Western Engineering News | April 13, 2018

Many Canadians suffer from vascular diseases such as high blood pressure, heart attack, and stroke. When patients are diagnosed with vessel-related heart problems, they are treated with either angioplasty to open clogged arteries, or, in more severe cases, bypass surgery to redirect the blood flow.

Dr. Kibret Mequanint, Professor in the Department of Chemical and Biochemical Engineering, has received a $252,000 research grant from the Heart and Stroke Foundation of Canada (HSFC) to support his fundamental work on growing engineered blood vessels using human cells and to study vascular disease models and therapeutic strategies.

Mequanint and his team of researchers recently had a breakthrough in convincing vascular muscle cells to make elastin, a special protein that allows the blood vessel to stretch and contract. Elastin is essential to control blood pressure, and in its absence, the vessels cannot stretch and contract properly.

“Our approach is unique because the temporary porous tubes we use are fabricated from special polymers that remind cells to make elastin,” said Mequanint. 

HSFC has been supporting Mequanint’s research since 2008, as his research aligns so closely with the foundation’s objective to address vascular problems including vessel stiffening due to calcification in elderly patients, fatty deposits and excessive cell growth that clog arteries.

“In the short term, our research is focused on growing human blood vessels so that these tissues can be used to study different factors that contribute to heart disease,” said Mequanint. “As we learn from these engineered model tissues and optimize their functions, the long-term objective will be to use these tissues clinically as a replacement in bypass surgery.”

With regard to Mequanint’s short-term vision, these tissues will be used for drug discovery application.
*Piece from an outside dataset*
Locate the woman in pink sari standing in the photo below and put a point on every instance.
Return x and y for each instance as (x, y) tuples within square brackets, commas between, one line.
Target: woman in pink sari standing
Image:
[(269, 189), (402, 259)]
Pharmaceutical companies use animals to test drugs developed for heart disease, which often fails in humans due to the difference in genetic makeup.

“Because of this difference, a positive outcome with animal testing does not guarantee success in humans,” said Mequanint. “A smart approach to get around this problem is to engineer real human arteries so that drugs can be tested reliably and screened safely.”
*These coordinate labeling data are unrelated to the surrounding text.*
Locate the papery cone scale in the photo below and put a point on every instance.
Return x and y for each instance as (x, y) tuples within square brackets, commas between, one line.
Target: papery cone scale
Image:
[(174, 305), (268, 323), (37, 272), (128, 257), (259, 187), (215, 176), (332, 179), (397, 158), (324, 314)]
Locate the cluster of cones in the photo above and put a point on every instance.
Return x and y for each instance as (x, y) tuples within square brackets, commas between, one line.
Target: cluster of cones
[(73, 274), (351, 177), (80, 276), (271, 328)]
Although animal studies cannot be eliminated, engineered vascular tissues could address some of the shortcomings of current drug-response study strategies.  

HSFC’s research grant will help Mequanint and his team to accelerate diagnostics and treatment development by addressing three major questions within the blood vessel related to aging and disease:

  • How are undesired minerals deposited into the walls of a blood vessels (e.g. in kidney disease and diabetes patients)?
  • What is the mechanism by which the elastin protein regulates the calcification process in the blood vessel walls?
  • And, how do we better understand the clogging mechanism of the artery when elastin is not present? Do we have plan B?

 Mequanint believes that engineered vascular tissues could serve as a useful tool to answer the above questions.  

“I’m excited about our work and being funded for another three years,” said Mequanint. “Hopefully in about three years’ time, we are one step closer to addressing some of these vascular issues.”